Ten-year Treasury yields have fallen more than 10% this year, but that does not mean every dividend ETF on the market offers a superior yield.

For example, the Vanguard Dividend Appreciation ETF (NYSEArca: VIG), the largest U.S. dividend ETF by assets, has a trailing 12-month yield of just 1.9%, or just four basis points above the yield on the SPDR S&P 500 ETF (NYSEArca: SPY). Including dividends paid, SPY has nearly tripled the returns offered by VIG this year. [Revisiting a Familiar Dividend ETF]

There are several dividend ETFs where a healthy number of the funds’ constituents feature better yields than what 10-year Treasuries offer. The $817.4 million WisdomTree Equity Income Fund (NYSEArca: DHS) is one example. Eighty-eight percent of the almost 390 holdings found in DHS yield more than 10-year Treasuries, according to WisdomTree data.

As highlighted by the leadership of the utilities sector and resurgent real estate investment trusts, declining U.S. bond yields have benefited some high-yielding asset classes in 2014. [High-Yield Utilities Lead the Way]

DHS tracks “the WisdomTree Equity Income Index, which selects securities for inclusion based on dividend yield, has close to 90% of its weight in securities with a yield advantage over Treasuries. These higher-yielding securities, which underperformed last year as rates rose, have started to show relative strength against the broad market as rates have pulled back year-to-date,” said WisdomTree research analyst Tripp Zimmerman in a note out Monday.

DHS features a roughly 20% combined weight to utilities and telecom stocks, so the ETF does have some element of interest rate sensitivity to it.
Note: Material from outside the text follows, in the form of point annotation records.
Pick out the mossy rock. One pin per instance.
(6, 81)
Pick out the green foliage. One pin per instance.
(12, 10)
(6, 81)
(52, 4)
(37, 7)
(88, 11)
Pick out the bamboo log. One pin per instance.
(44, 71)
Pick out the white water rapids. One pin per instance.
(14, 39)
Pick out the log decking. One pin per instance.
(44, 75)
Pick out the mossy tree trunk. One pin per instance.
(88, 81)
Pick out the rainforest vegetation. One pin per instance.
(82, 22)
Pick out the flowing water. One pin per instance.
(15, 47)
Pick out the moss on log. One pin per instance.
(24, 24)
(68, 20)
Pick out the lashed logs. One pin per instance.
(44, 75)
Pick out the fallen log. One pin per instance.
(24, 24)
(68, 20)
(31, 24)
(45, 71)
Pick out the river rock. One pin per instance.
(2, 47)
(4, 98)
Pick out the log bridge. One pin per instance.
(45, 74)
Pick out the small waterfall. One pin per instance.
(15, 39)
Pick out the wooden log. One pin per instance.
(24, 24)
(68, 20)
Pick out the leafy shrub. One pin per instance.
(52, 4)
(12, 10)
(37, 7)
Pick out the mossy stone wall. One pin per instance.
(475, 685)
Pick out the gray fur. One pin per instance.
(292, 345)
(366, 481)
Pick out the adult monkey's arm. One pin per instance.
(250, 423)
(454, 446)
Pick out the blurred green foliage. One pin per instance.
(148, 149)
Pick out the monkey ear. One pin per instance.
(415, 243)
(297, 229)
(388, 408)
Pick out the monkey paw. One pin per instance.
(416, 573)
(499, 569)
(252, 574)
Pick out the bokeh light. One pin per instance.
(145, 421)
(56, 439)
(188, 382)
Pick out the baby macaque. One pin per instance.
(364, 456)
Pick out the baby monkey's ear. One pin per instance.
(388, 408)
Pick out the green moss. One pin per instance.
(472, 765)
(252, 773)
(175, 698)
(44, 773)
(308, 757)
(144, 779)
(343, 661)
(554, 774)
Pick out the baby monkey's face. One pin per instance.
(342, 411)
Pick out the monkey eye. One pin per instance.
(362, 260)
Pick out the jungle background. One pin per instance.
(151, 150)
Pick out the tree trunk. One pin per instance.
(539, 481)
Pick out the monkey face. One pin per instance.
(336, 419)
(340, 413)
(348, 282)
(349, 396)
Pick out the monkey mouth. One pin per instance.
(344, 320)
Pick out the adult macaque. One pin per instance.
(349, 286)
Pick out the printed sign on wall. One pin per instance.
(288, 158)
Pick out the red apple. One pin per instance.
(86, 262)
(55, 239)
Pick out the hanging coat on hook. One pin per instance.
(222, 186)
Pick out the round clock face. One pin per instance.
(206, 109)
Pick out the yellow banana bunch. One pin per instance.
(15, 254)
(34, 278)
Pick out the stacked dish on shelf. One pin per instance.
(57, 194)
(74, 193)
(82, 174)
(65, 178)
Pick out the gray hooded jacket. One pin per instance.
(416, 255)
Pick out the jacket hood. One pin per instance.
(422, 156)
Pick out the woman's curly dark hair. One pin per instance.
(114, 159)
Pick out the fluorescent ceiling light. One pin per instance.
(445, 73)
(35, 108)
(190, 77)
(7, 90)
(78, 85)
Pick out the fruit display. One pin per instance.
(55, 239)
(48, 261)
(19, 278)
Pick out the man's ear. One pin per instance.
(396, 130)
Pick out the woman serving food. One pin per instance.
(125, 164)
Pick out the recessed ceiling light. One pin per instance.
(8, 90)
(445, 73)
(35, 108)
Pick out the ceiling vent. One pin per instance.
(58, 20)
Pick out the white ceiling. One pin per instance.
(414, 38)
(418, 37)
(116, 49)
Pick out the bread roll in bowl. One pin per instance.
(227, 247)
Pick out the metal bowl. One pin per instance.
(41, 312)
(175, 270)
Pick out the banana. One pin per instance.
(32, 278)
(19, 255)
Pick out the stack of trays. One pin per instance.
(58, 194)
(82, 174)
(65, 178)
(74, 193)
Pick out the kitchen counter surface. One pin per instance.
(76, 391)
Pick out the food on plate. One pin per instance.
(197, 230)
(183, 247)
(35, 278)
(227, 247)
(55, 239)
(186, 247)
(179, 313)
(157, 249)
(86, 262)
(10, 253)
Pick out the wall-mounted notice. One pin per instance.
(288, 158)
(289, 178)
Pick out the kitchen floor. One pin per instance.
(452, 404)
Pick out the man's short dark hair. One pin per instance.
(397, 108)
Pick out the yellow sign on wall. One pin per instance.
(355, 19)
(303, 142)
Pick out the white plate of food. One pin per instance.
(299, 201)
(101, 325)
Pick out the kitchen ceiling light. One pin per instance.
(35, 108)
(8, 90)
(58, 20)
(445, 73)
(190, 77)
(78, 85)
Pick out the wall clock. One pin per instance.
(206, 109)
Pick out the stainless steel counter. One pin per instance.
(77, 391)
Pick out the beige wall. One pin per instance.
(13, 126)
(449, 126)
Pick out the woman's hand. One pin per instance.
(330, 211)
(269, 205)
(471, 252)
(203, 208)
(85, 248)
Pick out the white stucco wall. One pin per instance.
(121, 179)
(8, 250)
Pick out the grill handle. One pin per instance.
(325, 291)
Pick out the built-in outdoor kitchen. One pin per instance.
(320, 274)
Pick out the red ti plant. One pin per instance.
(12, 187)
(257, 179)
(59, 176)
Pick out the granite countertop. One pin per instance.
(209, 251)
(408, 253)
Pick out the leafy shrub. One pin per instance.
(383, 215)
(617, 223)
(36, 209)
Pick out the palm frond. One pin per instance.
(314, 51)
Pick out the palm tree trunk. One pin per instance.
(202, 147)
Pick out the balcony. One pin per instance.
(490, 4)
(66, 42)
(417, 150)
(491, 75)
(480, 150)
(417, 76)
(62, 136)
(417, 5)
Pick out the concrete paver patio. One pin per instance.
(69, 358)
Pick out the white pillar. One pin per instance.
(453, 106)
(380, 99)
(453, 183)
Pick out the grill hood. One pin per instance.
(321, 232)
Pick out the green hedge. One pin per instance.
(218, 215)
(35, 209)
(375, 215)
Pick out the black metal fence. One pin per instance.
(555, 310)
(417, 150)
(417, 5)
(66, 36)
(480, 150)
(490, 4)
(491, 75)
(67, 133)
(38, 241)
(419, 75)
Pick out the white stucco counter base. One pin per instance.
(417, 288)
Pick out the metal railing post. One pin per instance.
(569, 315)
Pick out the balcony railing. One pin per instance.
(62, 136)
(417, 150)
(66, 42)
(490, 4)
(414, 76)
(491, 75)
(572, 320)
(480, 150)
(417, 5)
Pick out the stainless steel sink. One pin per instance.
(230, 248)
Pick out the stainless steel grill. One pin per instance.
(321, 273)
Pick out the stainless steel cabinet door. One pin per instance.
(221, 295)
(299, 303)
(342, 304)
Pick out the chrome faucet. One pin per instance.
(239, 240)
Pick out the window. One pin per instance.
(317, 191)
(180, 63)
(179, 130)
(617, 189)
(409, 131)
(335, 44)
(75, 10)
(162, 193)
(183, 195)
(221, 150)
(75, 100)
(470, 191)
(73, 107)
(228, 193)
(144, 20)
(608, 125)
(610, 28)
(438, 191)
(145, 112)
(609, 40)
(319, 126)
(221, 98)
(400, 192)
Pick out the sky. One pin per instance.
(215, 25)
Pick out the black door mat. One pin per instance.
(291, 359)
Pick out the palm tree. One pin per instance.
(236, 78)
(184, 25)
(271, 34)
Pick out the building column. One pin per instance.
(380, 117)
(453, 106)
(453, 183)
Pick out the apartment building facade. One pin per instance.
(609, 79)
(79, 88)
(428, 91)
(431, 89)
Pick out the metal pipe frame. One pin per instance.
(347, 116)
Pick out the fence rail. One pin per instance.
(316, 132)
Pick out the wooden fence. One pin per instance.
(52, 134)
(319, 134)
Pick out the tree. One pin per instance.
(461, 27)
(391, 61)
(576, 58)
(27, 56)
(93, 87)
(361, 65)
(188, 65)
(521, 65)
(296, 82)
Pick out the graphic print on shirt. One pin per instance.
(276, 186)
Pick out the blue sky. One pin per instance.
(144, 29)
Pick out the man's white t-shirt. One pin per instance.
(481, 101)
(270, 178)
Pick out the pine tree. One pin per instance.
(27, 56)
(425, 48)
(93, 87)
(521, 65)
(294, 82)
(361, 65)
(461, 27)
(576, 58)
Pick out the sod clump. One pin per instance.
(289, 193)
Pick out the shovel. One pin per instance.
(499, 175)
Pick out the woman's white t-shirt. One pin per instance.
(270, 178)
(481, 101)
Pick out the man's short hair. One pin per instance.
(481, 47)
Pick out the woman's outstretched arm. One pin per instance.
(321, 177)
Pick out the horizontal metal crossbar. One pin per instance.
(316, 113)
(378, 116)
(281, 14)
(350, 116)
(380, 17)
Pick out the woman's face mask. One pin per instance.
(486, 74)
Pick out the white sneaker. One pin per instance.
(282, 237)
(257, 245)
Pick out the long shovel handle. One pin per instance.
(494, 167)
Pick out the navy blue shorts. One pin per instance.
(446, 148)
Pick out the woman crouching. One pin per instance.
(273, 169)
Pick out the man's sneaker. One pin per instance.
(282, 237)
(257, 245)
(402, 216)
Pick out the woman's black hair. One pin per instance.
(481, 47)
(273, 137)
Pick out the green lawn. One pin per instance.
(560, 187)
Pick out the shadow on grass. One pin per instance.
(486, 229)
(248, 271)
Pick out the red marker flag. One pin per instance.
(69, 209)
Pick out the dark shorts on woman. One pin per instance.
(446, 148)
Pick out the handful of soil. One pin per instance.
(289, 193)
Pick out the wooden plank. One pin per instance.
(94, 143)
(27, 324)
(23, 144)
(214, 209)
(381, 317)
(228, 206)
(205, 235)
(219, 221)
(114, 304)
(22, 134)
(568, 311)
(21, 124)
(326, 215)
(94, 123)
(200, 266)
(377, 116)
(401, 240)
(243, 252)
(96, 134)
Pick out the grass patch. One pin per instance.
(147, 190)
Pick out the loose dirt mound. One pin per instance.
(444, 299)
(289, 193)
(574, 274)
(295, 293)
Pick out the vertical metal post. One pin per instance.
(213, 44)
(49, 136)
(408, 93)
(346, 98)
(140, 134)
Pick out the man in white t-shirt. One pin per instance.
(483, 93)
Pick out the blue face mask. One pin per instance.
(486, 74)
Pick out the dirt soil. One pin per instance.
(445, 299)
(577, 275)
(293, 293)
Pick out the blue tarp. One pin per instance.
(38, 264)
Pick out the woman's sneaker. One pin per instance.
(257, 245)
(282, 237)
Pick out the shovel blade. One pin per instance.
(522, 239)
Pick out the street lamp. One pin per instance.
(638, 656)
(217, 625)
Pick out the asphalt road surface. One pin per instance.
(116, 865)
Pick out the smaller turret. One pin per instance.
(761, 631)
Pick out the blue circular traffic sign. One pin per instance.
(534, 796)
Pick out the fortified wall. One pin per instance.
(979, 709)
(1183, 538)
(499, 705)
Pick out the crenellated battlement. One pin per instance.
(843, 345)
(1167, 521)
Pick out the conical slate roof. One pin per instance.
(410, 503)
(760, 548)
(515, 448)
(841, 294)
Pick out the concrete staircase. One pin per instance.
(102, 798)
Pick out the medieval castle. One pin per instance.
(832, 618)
However, that exposure is countered by a 32% combined weight to financials and health care names, the former of which is seen as a beneficiary of rising rates.

Additionally, DHS allocates 11% of its weight to the technology, one of the leading sources of S&P 500 dividend growth in recent years and one of the top-performing sectors in rising rate environments. [Capturing Dividend Growth With ETFs]

“As equity markets and interest rates forged higher last year, investors repositioned out of defensive higher-yielding equities and into higher beta stocks to try to capture the upside return potential. With interest rates falling year-to-date and the broad equity markets mostly sideways, investors have become more constructive on the importance of dividend income,” Zimmerman said in the note.

The WisdomTree Equity Income Index, the underlying index for DHS, has a dividend yield of 3.61%, according to WisdomTree data, and a P/E of 16.85, slightly below the S&P 500.

DHS chages 0.38% per year and pays a monthly dividend. Since the March 2009 market bottom, DHS has handily outperformed each of the four largest U.S. dividend ETFs, gaining 273%.

WisdomTree Equity Income Fund

Tom Lydon’s clients own shares of SPY.